While the process is important, First Ascent’s sourcing is also critical, and Higby notes that they are careful to select farms and farmers that grow coffee with biodiverse methods. “By and large the growers understand that a biodiverse climate is better for the coffee, it’s better for the land, [and] it also gives them multiple streams of income,” he says.

“We’re also working with importers who are bringing in those good coffees and paying people well and building those positive relationships.”

Higby says that the company’s coffee bean producers are going to great lengths to process coffee in multiple ways, experimenting with different flavor profiles for the end consumers, and also creating hybrid seeds in an effort to create varieties that are resistant to coffee rust.  “Coffee rust is a blight that affects huge swaths of coffee trees around the world—it’s tied to climate change and to a lack of biodiversity,” notes Higby. 

To make the hybridized coffee, farmers will graft high-producing trees with trees that have demonstrated blight resistance in an effort to create the best of both worlds. “We’re getting these beautiful hybrid coffees that are creating new flavor profiles [and] that are also proving to be resistant to climate change,” says Higby. 

While First Ascent is not yet at the production level to deal directly with producers, the company’s team receives updates from the ground by their importers. More recently, First Ascent has forged specific relations with producers in African countries via special regional importers, including from the Democratic Republic of the Congo and Ethiopia.

These relationships allow First Ascent to purchase coffee from women-owned businesses that control the production process and the capital. “In most of these areas, you have women who are doing [the bulk of] the labor,” says Higby, who says the women are now reaping the benefits of their work.

Down the production line, First Ascent was unable to secure any assurances from packaging companies about the duration the coffee would be exposed to air, and so has opted to do their packaging in-house.

That process proved a significant hurdle at first, but is a hiccup that the First Ascent team worked through with time. “Now, I’m going from roast to in the packet in less than a week,” Higby says.

In terms of the varieties First Ascent sells—both for instant and traditional roast coffees—the Hero Day Blend, which Higby describes as a medium roast, is the company’s best seller. It’s also the product most often found at local coffee shops. 

The vision behind Hero Day, Higby explains, is that it would bridge the proverbial taste gap between those who were accustomed to more specialty roasted coffees, and those who had only experienced more generic coffee offerings. 

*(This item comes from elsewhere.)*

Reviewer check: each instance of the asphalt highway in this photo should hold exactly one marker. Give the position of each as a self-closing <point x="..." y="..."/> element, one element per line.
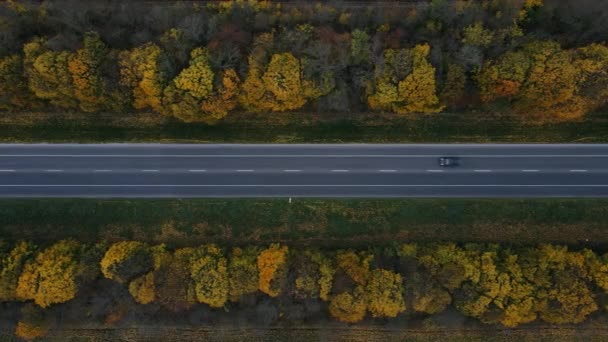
<point x="347" y="170"/>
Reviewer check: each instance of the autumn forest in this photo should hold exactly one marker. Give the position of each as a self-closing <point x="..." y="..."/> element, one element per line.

First Ascent also offers a suite of single-origin light roasts, which Higby describes as: “lighter, faster, brighter.” Complementing the lighter fare is Dawn Patrol, First Ascent’s iteration of a dark roast. “We wanted something that had more dark chocolate to it—that could hold up to a heavy cream. I think it mixes really well with a protein shake,” says Higby of the blend. 

“Again, going back to that idea that different coffees from different parts of the world offer different flavors. Your South American coffees provide body, your Central American coffees tend to be nutty [and] smooth, and then your African coffees often give you those fruit notes.” 

Higby notes that with a blend, you can mix-and-match coffees from around the world during different growing seasons to maintain a similar taste profile year-round. 

But even as First Ascent grows, one of the biggest hurdles the company faces is convincing consumers to pay more for high-quality instant coffee in a market that has historically been held captive by a handful of big producers.

“There’s been a very static market for it because its [historically] tasted terrible and there’s an expected price point which is reflective of how it tastes…[now] to come along and be like ‘hey you should consider paying the same price for an instant cup of coffee that you pay for a brewed cup of coffee at Tributary [is hard],” says Higby.

As far as the messaging around instant coffee goes, Higby has this to say: “We’re definitely swimming upstream with a sign [going] it’s working, it’s working, trust us!”